Today the blog focuses on the first of three key components of the charter as it relates to job growth.
The Region: Metropolis, City and Town:
Metropolitan regions are shaped by natural features, and are “made of multiple centers that are cities, towns, and villages, each with its own identifiable center and edges…” based on a transportation system that emphasizes “mobility throughout the region while reducing dependence upon the automobile.” The preservation of natural features is a major reason why entrepreneurs move to Colorado and Silicon Valley. The “identifiable center” refers to the 24-hour mecca of nightlife in Denver/Boulder, and San Francisco respectively, and is another key entrepreneurial selling point. Transportation-wise, the freedom of easily getting from one place to another is yet another trait of the emerging mobile worker.

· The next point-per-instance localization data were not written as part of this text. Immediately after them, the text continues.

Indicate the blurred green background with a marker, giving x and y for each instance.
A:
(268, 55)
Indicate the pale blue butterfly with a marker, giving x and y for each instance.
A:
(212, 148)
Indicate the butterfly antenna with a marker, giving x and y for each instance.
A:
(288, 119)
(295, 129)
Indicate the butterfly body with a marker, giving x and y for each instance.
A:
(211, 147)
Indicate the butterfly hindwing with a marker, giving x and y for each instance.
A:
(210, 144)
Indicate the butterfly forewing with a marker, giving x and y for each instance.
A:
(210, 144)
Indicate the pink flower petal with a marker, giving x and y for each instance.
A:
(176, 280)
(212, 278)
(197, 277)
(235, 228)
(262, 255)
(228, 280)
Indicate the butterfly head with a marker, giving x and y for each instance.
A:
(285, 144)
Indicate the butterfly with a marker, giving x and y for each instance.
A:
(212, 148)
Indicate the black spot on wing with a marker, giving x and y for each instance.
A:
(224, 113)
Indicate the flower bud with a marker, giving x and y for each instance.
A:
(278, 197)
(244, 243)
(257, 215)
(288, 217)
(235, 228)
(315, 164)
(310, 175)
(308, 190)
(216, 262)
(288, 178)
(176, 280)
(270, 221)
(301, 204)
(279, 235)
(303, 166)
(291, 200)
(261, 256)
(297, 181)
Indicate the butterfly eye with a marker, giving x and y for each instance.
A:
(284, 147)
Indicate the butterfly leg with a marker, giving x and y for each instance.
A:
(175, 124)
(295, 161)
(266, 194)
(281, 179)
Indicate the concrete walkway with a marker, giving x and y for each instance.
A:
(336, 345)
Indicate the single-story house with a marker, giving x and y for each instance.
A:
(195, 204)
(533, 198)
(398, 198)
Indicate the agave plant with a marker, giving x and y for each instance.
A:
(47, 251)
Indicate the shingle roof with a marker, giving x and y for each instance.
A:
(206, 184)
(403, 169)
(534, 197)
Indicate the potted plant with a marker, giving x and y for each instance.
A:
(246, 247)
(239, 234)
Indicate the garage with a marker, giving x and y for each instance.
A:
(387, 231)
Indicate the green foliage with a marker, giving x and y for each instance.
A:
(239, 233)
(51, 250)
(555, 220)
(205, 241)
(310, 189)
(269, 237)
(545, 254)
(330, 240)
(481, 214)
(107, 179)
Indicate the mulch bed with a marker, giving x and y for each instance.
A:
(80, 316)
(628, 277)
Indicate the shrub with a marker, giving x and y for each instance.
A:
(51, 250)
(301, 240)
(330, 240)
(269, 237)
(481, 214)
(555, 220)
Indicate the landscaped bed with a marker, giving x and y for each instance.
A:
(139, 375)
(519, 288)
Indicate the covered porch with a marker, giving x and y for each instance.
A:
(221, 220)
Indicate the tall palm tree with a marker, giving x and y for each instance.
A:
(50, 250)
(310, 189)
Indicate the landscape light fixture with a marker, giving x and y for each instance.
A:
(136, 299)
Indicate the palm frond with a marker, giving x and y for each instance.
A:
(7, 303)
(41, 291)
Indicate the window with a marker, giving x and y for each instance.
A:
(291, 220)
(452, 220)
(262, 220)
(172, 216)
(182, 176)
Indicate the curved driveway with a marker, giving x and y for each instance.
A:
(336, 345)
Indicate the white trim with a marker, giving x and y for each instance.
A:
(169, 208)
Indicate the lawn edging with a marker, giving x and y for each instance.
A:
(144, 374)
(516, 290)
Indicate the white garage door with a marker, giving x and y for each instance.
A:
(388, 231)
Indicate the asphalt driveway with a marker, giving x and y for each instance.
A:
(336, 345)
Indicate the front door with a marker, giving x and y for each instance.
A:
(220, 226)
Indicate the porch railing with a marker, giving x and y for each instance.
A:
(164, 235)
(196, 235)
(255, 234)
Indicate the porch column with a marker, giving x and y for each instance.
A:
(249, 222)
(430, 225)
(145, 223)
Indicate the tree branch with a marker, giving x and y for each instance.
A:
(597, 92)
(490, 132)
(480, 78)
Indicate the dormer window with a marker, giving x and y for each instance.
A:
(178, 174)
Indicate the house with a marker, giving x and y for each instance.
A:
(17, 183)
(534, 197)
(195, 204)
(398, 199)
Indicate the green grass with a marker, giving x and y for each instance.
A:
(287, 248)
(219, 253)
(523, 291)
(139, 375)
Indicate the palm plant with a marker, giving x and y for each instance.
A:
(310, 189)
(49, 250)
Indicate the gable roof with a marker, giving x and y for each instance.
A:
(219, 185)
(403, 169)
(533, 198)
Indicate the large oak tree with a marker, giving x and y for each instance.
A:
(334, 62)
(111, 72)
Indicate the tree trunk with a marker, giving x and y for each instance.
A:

“Revenues and resources can be shared more cooperatively among the municipalities and centers within regions to avoid destructive competition for tax base and to promote rational coordination of transportation, recreation, public services, housing, and community institutions.” Much of this stems from a municipality’s often undying need to build bigger Walmarts and shopping malls to attract a neighboring jurisdiction’s shoppers. It also recognizes the fact that surburbia drains city budgets faster per capita than urban areas, as well documented in Congressman Myron Orfield’s book, American Metropolitics.